Aside from its myriad effects on the publishing industry, the rise of the e-book has led to a minor crisis for any bibliophile’s home decoration efforts. Which volumes do you display? Which do you tuck away, away from the eyes of prying guests, onto your iPad or Kindle? And which books are precious enough to keep, tattered spines or coffee stains and all, the one that you lug from apartment to apartment? It’s this question that editor Thessaly La Force put to a hundred cultural figures, from essayists to chefs to architects. “Select a small shelf of books that represent you – the books that have changed your life… your favorite favorites,” she requested. The result is My Ideal Bookshelf, a peek into the living rooms of dozens of interesting cultural figures.

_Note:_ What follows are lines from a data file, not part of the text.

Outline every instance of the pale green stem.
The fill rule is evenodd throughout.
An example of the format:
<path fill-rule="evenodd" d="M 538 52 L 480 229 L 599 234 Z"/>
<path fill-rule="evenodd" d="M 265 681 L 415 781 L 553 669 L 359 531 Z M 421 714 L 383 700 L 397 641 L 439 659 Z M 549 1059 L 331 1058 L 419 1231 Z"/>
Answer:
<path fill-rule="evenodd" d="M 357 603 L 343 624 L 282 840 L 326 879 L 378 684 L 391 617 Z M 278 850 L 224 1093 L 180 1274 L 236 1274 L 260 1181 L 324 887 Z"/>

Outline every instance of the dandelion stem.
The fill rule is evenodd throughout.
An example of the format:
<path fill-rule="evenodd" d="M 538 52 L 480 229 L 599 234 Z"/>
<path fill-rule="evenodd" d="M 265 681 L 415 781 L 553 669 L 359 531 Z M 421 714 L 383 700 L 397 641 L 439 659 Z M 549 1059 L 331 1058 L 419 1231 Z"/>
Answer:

"My Ideal Bookshelf" is a jewel of a book, one that any bibliophile will be instinctively drawn to. Each entry, arranged encyclopedically, has a short essay that La Force winnowed down from an interview alongside a sumptuously drawn version of the bookshelf they described. It’s these illustrations, painted by Jane Mount, are the key to the book’s appeal: Her work renders each selection into a cityscape, the slim spines of poetry volumes hidden in the shadows of books of photography. Flipping through the book and perusing these works has the same effect as wandering through the aisles of a well-curated library. You linger on favorites, wonder about authors you haven’t read, feel a tiny thrill of excitement happening upon a paged-through novel on the shelf.

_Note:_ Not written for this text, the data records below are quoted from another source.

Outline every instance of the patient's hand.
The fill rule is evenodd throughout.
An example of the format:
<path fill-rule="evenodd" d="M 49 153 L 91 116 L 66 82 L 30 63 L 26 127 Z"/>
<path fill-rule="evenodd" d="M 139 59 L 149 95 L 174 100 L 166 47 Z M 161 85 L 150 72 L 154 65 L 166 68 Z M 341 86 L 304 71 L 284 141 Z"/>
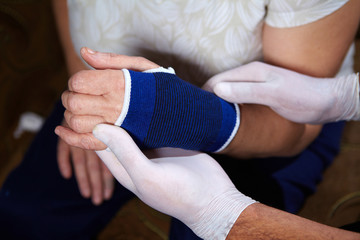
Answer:
<path fill-rule="evenodd" d="M 69 80 L 62 95 L 65 120 L 69 128 L 55 129 L 66 143 L 83 149 L 103 150 L 105 144 L 92 135 L 99 123 L 114 124 L 124 100 L 124 75 L 121 69 L 145 71 L 159 66 L 142 57 L 81 50 L 82 57 L 96 70 L 84 70 Z"/>

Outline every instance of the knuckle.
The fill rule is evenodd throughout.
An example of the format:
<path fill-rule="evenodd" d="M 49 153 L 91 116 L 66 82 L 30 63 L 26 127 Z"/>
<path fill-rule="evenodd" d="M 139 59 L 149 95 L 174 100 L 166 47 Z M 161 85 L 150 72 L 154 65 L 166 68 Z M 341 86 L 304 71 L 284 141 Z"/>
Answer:
<path fill-rule="evenodd" d="M 68 107 L 69 111 L 73 113 L 77 113 L 81 110 L 81 104 L 74 94 L 69 94 L 68 96 Z"/>
<path fill-rule="evenodd" d="M 82 132 L 82 122 L 81 119 L 77 116 L 72 116 L 69 119 L 69 125 L 75 132 Z"/>
<path fill-rule="evenodd" d="M 81 70 L 77 73 L 75 73 L 69 80 L 69 88 L 73 91 L 77 91 L 81 89 L 81 86 L 83 85 L 84 81 L 84 74 L 86 74 L 87 70 Z"/>
<path fill-rule="evenodd" d="M 83 138 L 81 138 L 80 144 L 84 149 L 88 149 L 88 150 L 96 149 L 95 141 L 91 139 L 89 136 L 84 136 Z"/>

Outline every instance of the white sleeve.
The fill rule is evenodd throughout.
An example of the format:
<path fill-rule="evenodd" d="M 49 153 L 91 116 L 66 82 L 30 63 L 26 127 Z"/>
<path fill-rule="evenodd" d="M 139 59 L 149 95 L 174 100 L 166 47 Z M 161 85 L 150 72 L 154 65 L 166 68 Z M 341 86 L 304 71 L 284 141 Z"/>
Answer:
<path fill-rule="evenodd" d="M 315 22 L 340 9 L 348 0 L 270 0 L 265 22 L 277 28 Z"/>

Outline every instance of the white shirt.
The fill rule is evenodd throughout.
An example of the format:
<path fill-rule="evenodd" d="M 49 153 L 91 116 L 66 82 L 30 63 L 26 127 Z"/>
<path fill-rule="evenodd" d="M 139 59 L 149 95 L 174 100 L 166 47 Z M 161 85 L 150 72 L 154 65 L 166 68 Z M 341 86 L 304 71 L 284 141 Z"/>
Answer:
<path fill-rule="evenodd" d="M 146 57 L 202 85 L 212 75 L 261 60 L 264 23 L 295 27 L 347 0 L 68 0 L 75 50 Z M 351 48 L 341 72 L 352 71 Z"/>

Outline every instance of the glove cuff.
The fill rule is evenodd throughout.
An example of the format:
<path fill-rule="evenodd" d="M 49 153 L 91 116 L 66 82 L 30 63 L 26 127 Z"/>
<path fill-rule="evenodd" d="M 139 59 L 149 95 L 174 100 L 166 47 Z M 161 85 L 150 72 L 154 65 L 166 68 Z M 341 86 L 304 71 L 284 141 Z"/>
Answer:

The essays, too, are delightful bite-size looks at the literary taste of semi-celebrities. Who knew that Michael Chabon’s shelf would include both Barry Hannah’s "Airships" and Arthur Conan Doyle’s "Sherlock Holmes"? Or that Twilight author Stephanie Mayer would be a fan of poet Louise Gluck? Malcolm Gladwell even explains, reassuringly, that his crime-loaded shelf is a reflection of an addiction to book buying. “I haven’t read all of them, and I won’t. Some of them I’ll just look at,” he explains, “But these books are markers for ideas I’m interested in…When I see my bookshelf expanding, it gives me the illusion that my brain is expanding too.”

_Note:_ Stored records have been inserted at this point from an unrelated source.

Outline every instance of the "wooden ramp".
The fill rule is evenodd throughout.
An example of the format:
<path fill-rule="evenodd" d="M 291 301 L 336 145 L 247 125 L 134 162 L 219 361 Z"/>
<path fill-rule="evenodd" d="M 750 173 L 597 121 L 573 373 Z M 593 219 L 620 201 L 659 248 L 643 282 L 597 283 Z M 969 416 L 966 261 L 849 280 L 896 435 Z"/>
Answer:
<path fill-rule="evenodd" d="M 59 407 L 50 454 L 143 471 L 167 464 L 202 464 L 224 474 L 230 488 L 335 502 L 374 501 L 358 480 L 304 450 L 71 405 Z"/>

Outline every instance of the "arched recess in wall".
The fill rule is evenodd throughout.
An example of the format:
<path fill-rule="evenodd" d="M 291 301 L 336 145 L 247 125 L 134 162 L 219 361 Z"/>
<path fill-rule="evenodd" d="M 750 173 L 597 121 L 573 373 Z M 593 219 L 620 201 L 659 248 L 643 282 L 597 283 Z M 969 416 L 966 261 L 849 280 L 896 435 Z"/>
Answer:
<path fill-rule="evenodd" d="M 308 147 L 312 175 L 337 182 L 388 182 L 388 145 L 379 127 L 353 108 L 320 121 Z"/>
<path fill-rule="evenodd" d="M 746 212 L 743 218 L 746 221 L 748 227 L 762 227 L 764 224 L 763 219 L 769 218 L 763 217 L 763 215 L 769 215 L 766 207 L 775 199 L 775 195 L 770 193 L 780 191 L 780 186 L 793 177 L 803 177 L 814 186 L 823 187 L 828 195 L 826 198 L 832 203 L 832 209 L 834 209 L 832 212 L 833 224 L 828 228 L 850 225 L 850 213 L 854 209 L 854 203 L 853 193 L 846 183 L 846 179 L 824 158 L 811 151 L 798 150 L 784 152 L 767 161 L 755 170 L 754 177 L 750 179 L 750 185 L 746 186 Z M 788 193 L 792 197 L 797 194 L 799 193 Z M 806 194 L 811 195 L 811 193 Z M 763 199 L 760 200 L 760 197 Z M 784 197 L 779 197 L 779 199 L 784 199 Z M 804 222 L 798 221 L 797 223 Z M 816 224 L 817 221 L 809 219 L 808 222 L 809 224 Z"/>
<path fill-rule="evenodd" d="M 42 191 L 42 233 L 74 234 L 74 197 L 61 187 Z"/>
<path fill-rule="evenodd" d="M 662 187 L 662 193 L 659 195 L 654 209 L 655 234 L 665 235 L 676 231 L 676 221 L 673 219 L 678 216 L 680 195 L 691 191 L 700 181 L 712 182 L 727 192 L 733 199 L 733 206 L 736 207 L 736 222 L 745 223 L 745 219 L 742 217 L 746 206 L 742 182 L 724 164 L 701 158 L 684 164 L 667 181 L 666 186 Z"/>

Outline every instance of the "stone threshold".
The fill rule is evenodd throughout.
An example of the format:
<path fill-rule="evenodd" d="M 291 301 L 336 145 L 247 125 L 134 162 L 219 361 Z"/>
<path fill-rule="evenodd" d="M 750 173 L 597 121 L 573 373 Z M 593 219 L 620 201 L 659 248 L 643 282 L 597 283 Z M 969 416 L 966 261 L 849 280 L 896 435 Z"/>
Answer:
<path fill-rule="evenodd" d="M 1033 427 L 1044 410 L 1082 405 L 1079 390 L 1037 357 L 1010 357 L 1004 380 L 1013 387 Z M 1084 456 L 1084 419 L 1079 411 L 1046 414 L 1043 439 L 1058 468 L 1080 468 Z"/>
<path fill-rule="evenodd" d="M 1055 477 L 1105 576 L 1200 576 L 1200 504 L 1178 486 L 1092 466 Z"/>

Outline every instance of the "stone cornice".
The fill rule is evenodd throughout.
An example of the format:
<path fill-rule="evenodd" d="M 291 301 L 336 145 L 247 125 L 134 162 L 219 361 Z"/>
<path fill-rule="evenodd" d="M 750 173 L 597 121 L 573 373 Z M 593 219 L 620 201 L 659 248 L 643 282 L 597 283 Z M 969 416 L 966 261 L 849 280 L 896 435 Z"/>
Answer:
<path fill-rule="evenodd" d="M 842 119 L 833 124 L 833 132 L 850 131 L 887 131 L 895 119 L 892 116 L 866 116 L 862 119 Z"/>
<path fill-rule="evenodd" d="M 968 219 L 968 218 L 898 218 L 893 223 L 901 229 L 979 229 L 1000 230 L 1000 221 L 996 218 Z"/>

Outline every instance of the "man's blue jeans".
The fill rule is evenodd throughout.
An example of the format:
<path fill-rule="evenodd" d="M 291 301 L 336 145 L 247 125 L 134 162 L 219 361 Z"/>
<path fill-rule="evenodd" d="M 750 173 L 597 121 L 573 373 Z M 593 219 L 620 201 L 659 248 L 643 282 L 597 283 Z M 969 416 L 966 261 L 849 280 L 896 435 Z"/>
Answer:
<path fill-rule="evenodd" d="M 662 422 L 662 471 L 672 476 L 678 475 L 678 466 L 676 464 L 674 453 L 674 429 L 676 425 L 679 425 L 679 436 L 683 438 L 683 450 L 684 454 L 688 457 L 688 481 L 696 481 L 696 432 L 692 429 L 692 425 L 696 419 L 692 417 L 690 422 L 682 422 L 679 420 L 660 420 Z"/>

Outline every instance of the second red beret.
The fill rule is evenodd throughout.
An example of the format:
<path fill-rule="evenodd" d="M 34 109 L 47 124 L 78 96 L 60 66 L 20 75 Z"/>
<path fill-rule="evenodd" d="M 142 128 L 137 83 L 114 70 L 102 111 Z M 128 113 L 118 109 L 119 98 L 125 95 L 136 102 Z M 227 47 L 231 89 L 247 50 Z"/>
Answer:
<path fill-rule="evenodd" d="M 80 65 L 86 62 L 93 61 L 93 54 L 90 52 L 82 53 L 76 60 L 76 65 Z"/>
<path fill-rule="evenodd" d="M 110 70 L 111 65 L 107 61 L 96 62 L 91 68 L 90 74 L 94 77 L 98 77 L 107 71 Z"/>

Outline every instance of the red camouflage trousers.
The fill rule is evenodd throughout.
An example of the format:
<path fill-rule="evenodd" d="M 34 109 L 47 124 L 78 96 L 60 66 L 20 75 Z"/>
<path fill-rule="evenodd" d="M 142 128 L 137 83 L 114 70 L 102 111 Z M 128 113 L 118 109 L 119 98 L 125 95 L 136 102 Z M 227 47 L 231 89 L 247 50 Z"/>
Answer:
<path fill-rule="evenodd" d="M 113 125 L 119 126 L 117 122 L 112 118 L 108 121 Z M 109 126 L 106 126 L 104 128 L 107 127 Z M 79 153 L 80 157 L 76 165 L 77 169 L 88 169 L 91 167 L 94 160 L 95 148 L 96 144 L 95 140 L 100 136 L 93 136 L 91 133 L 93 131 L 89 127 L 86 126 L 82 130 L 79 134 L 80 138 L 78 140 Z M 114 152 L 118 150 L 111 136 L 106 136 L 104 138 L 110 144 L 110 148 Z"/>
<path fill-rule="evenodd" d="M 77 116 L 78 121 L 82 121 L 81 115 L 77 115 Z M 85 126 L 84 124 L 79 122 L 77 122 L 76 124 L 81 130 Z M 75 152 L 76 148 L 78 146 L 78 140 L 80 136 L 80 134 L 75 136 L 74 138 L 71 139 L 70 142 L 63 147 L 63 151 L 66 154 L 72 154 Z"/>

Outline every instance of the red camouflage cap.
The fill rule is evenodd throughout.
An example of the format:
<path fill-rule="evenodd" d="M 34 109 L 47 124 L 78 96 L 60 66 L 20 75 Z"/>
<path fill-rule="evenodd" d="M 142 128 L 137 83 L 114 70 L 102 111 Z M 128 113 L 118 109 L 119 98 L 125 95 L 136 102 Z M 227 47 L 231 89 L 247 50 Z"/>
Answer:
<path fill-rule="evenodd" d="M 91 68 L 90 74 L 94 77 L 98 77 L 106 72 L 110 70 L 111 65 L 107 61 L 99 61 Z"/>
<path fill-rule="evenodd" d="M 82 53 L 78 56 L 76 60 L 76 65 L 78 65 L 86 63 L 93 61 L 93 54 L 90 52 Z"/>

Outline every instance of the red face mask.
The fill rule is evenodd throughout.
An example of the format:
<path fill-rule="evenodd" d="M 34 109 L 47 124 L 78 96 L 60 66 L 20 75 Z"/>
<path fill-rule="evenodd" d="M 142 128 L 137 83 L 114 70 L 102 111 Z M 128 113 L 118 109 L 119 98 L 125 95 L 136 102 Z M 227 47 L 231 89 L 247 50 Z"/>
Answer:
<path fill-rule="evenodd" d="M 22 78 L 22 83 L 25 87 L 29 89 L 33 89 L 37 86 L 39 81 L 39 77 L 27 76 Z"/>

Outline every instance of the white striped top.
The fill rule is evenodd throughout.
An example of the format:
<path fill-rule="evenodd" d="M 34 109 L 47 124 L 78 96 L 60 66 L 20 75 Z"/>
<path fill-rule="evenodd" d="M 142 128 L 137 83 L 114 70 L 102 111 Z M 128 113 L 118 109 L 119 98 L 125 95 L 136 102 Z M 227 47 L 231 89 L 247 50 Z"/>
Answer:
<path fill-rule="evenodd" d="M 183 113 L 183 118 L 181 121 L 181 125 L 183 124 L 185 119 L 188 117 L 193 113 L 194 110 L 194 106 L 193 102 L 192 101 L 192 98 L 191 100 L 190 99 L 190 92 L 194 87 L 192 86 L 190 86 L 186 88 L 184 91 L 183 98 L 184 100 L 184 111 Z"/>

Though "My Ideal Bookshelf" isn’t a work that requires reading it cover to cover – like any book shelf, perusing it at your leisure is far more fun – one of the interesting things that emerges when you go through the shelves in order is the conversation between the writers featured in the book. Atul Gawnde has a book by Malcolm Gladwell on his shelf, and Lorin Stein has a copy of John Jeremiah Sullivan’s Pulphead on his. The complex dynamics of influence are on display as much as the volumes themselves. “These are conversations between books and readers that would be hard to envision taking place anywhere else,” La Force writes.
Of course, part of the reason for the common influences is the narrow scope of celebrities in the project. Though there are outliers – grocery store thriller writer James Patterson, movie maven Judd Apatow, and professional skateboarder Tony Hawk among them – for the most part, "My Ideal Bookshelf" features a laundry list of East Coast literary scenesters.
This makes a certain amount of sense: La Force, having worked at magazines like The New Yorker and The Paris Review, presumably has more access to these writers and their friends. It’s also true that it’s more interesting to contemplate the bookshelf of someone deeply invested in books than otherwise – Malcolm Gladwell makes a better contributor to this book than would, say, Mike Tyson. But flipping through the book, one longs for a larger variety of shelves, if only for greater contrast in the sea of Fitzgerald and Woolf-worshippers. "My Ideal Bookshelf" sometimes seems like an encyclopedia of a particular kind of taste, a go-to guide of the books that you should have at least passing knowledge of to get by at a cocktail party on the Lower East Side.
But "My Ideal Bookshelf" isn’t meant to be a compendium. It’s meant to be a look into the literary touchstones of dozens of tastemakers, and that it accomplishes beautifully. It will inspire you to rearrange your library, to run out and purchase a dozen of Jonathan Lethem’s or Dave Eggers’ favorite favorites. And, as La Force and Mount no doubt intended, it makes a lovely addition to your own shelf.
Margaret Eby is a freelance writer in New York.